Flavour boosters: Use extra virgin olive oil, balsamic vinegar, white wine vinegar, garlic, ginger, fresh herbs, ground black pepper and drizzles of honey or agave nectar to flavour your salads and food. You can also buy organic, salt-free herbs and spices but fresh is always best.
Water: Drink at least eight glasses a day. Also enjoy herbal or fruit teas throughout the day. Drink fresh fruit juice but if you buy the packaged variety, dilute it like a cordial.
WHAT NOT TO EAT
Red meat or meat products: Avoid all red meat and processed meats such as sausages, bacon, burgers and smoked meats.

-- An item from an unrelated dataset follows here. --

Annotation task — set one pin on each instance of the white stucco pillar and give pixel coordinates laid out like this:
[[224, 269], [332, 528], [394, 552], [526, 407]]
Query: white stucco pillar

Dairy: Cream, margarine, flavoured yoghurts, ice cream and cheese.
Wheat-based foods: Such as bread, especially white, biscuits, cakes and cookies.
Snacks: Avoid snacking on crisps, chevda and other savoury snacks including salted and honey coated nuts.
Sugar: Avoid sugary foods such as chocolate, cakes, jam and sweets. Use only jam that is naturally sweetened with apple juice. Other suitable alternatives include organic agave or maple syrup and honey.
Processed foods: Anything that is refined or contains high quantities of salt, sugar and fat is to be avoided. Also avoid fast foods and takeaways.
Alcohol: Cut it out completely – at least for the two weeks of detoxing.
Caffeine: Including coffee, tea and cola drinks.
Sauces: Pickles, processed salad dressings and mayonnaise.
Salt: Don’t add salt to your food.
Fizzy drinks: Including squashes and diet drinks.
10 delicious detoxing juice combinations
Clean the ingredients thoroughly then juice using a blender. Have a glass with breakfast or at any other time of day. Do not exceed two glasses a day. Vary the juices.
1. Two small cucumber, one green apple, two tablespoons coarsely chopped parsley and juice of half lemon.
2. Half a small pineapple, half a thumb- sized piece of fresh ginger and one carrot.
3. One celery stick, 300g carrots and 150g grapes.
4. One pear, half cucumber and quarter of a pineapple.
5. One apple, one pear and quarter of a sweet potato.
6. Half pineapple, quarter of a lime, and quarter of a sweet potato.
7. One apple, one pear and quarter stick of lemon grass.
8. One sweet potato, half a pineapple, quarter of a lime and quarter stick of lemon grass.
9. One apple, half a beetroot and six black grapes.
10. Quarter of a sweet potato, half a beetroot and one carrot.